This August, I had the great good luck to attend the Bread Loaf Writers’ Conference in Ripton, Vermont, on a waiter scholarship. In the tiny Burlington airport, a passerby asked if I was going to Bread Loaf, and when I said yes, that I’d be a waiter, he said, “I was a waiter a few years ago. Get ready! You will never have this much fun again!” Us waiters did have a phenomenal time. We donned white aprons and rubber-soled shoes and tried not to spill coffee on famous writers. We stayed up half the night talking about poetry and penning articles for the conference’s daily newspaper, The Crumb, only to wake, sleepy but excited, at six for the breakfast shift. The nights of the waiter readings (part 1, part 2 from Itunes U), we worked the dinner shift in red fezzes and feather boas and hustled to clean up and get to the Little Theater for our three minutes of fame. At those readings, I was awed by the writing talent behind the waiting talent.

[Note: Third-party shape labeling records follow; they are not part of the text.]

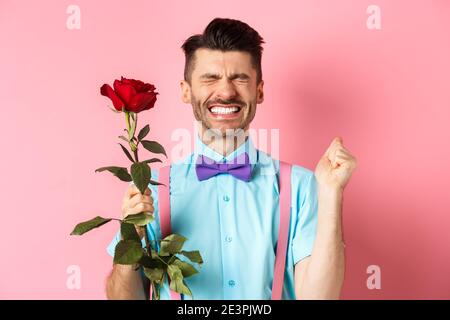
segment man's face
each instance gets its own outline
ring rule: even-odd
[[[192,104],[203,129],[247,130],[263,102],[263,85],[256,83],[251,55],[242,51],[198,49],[191,84],[181,81],[182,100]]]

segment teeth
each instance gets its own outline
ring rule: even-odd
[[[212,107],[211,112],[215,114],[229,114],[238,111],[238,107],[229,107],[229,108],[223,108],[223,107]]]

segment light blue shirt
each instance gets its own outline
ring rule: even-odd
[[[215,161],[231,161],[249,154],[252,179],[244,182],[231,174],[199,181],[195,162],[199,154]],[[200,250],[199,273],[185,279],[193,297],[183,299],[270,299],[279,227],[279,161],[254,148],[251,138],[227,157],[206,146],[199,137],[195,151],[172,164],[170,173],[171,233],[186,237],[183,249]],[[152,178],[158,179],[157,170]],[[150,240],[161,239],[158,189],[149,185],[155,220],[147,225]],[[293,165],[291,219],[283,286],[283,299],[295,299],[294,266],[311,255],[317,227],[317,182],[314,173]],[[108,253],[120,241],[117,232]],[[189,261],[180,255],[183,261]],[[170,299],[168,284],[161,299]]]

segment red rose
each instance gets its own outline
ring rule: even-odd
[[[156,102],[155,86],[140,80],[114,80],[114,90],[109,84],[100,88],[100,93],[111,99],[117,111],[141,112],[153,108]]]

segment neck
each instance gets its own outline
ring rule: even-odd
[[[206,133],[205,133],[206,132]],[[224,157],[239,148],[248,139],[248,130],[238,130],[238,133],[230,135],[209,134],[210,131],[201,130],[199,138],[209,148]]]

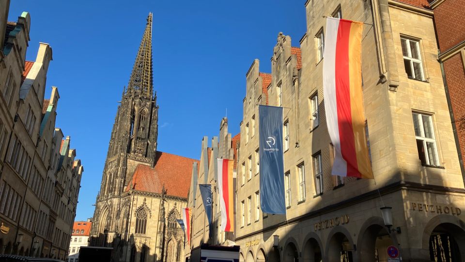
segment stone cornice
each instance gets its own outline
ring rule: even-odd
[[[290,224],[298,223],[313,217],[318,217],[353,205],[378,197],[379,197],[379,194],[385,195],[402,190],[408,190],[444,195],[459,195],[465,196],[465,189],[462,188],[446,187],[433,185],[425,185],[412,182],[398,181],[379,188],[379,193],[377,190],[372,190],[338,203],[326,206],[320,209],[310,211],[303,215],[294,217],[287,221],[277,223],[262,229],[258,230],[242,236],[238,236],[236,238],[235,240],[236,241],[238,241],[258,234],[274,230],[278,228],[284,227]]]
[[[388,0],[388,3],[390,6],[397,7],[404,11],[422,15],[429,17],[433,17],[433,13],[431,10],[417,7],[417,6],[406,4],[395,0]]]
[[[434,0],[430,3],[430,6],[431,7],[432,9],[434,9],[436,7],[437,7],[440,4],[443,3],[445,0]]]
[[[133,189],[123,192],[123,194],[121,194],[121,196],[125,196],[129,195],[138,195],[139,196],[150,196],[152,197],[161,197],[161,194],[159,193],[140,191],[139,190],[134,190]],[[187,201],[187,199],[185,197],[181,197],[180,196],[175,196],[165,195],[165,198],[168,199],[177,200],[179,201]]]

Bread Loaf offered the chance to meet many TSR authors, including director Michael Collier and assistant director Jennifer Grotz; faculty members and special guests Marianne Boruch, Jane Hirshfield, Yusef Komunyakka, Andrea Barrett, Kevin McIlvoy, and Stanley Plumly; and headwaiter Jennine Capó Crucet, whose excellent debut collection How to Leave Hialeah won the 2009 Iowa Short Fiction Prize. A story from Jennine’s collection, “The Next Move,” appeared in our Summer 2009 issue.
Among the 2010 Bread Loaf waiter class were two other TSR authors: Joshua Rivkin and Jenny Johnson. Josh’s work has appeared in our pages before; Jenny is a debut TSR poet. Both of these incredible writers’ stunning poems will be featured in our Winter 2011 issue, due out in January.